If architecture can be seen, alternatively, as a support or a hindrance to emerging patterns of social relations, how is it impacted by these transformations to how we live together? How does it respond to these changes? How does it contribute to them?
Following the trail of past projects that reflected on the architectural implications of societal and lifestyle changes such as Imperfect Health and Our Happy Life, the CCA embarks on an exploration of architecture’s ability (or lack of) to evolve in dialogue with society. On this occasion, the investigation spreads over a period of one year through various collaborations and curatorial formats each addressing a particular aspect of the topic.
This one-year research project launches with a series of articles on the CCA website collected in a new thematic web issue, A Social Reset. Through essays, interviews, and project presentations published between March and October 2021, the issue outlines the misalignment between contemporary life and the spaces it inhabits and reflects on ways of reducing the gap between them.
A Section of Now: Social Norms and Rituals as Sites for Architectural Intervention is the title of a book and an exhibition that articulate and present the breadth of the research and the many voices that contribute to its development. The book, co-published in July 2021 with Spector Books, combines essays that analyze new behaviours and values with a series of narrated briefs that sketch architectural responses to these new realities. Like the book, the exhibition presented in the CCA’s Main Galleries from November 2021 to April 2022 points to television series, photography, and architecture and design projects as evidence of transformations in contemporary society and calls for new spatial organizations to accommodate new societal relationships.

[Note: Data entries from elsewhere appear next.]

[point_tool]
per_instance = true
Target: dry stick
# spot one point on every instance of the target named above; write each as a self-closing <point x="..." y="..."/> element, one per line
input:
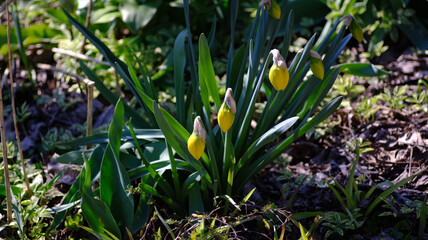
<point x="12" y="95"/>
<point x="88" y="20"/>
<point x="3" y="133"/>
<point x="90" y="107"/>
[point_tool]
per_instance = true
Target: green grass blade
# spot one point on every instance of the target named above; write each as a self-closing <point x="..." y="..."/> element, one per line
<point x="179" y="66"/>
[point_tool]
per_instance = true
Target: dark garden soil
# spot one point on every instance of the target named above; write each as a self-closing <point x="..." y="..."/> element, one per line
<point x="399" y="139"/>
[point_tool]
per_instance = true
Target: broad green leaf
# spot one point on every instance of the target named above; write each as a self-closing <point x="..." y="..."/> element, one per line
<point x="268" y="137"/>
<point x="208" y="70"/>
<point x="362" y="69"/>
<point x="386" y="193"/>
<point x="175" y="133"/>
<point x="16" y="190"/>
<point x="17" y="214"/>
<point x="104" y="15"/>
<point x="63" y="207"/>
<point x="141" y="214"/>
<point x="113" y="185"/>
<point x="72" y="157"/>
<point x="73" y="193"/>
<point x="95" y="211"/>
<point x="112" y="97"/>
<point x="196" y="203"/>
<point x="179" y="66"/>
<point x="116" y="127"/>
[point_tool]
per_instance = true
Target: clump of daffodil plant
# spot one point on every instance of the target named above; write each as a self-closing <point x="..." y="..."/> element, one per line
<point x="196" y="141"/>
<point x="278" y="73"/>
<point x="226" y="114"/>
<point x="216" y="162"/>
<point x="272" y="8"/>
<point x="316" y="64"/>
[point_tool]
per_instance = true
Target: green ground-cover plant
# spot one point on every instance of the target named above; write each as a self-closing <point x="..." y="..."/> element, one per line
<point x="31" y="213"/>
<point x="361" y="207"/>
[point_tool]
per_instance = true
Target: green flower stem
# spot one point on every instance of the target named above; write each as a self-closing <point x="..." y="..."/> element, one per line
<point x="228" y="161"/>
<point x="214" y="168"/>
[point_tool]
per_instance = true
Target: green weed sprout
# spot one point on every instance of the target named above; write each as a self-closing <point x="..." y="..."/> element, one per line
<point x="191" y="172"/>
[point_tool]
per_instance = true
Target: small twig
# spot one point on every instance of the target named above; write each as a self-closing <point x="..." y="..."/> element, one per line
<point x="79" y="55"/>
<point x="52" y="68"/>
<point x="88" y="21"/>
<point x="3" y="133"/>
<point x="15" y="122"/>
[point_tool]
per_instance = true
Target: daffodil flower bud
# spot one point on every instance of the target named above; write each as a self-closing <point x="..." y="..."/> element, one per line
<point x="196" y="141"/>
<point x="272" y="7"/>
<point x="278" y="73"/>
<point x="354" y="27"/>
<point x="226" y="114"/>
<point x="316" y="64"/>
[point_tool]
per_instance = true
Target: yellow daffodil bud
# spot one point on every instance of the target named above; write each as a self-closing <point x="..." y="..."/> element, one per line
<point x="278" y="73"/>
<point x="196" y="141"/>
<point x="226" y="114"/>
<point x="272" y="7"/>
<point x="316" y="64"/>
<point x="354" y="27"/>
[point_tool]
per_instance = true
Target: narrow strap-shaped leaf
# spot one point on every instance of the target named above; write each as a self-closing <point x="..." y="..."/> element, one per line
<point x="196" y="203"/>
<point x="288" y="34"/>
<point x="237" y="71"/>
<point x="386" y="193"/>
<point x="233" y="16"/>
<point x="73" y="193"/>
<point x="112" y="97"/>
<point x="177" y="137"/>
<point x="361" y="69"/>
<point x="251" y="169"/>
<point x="155" y="175"/>
<point x="96" y="212"/>
<point x="266" y="138"/>
<point x="179" y="55"/>
<point x="116" y="127"/>
<point x="114" y="182"/>
<point x="243" y="130"/>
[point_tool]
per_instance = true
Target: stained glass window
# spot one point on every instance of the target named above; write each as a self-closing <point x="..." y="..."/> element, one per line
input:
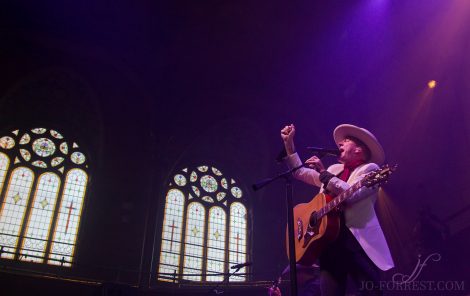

Catching Up With Life frames a number of CCA initiatives that study specific aspects of the social norms in question, including a series of public programs presented online from April to July 2021 that discusses how architecture has been shaped by evolving family configurations.
With this variety of outputs produced and presented over the course of several months, the CCA tests new formats of curatorial production that encourage in-depth research and the mobilization of diverse expertise within and outside the institution.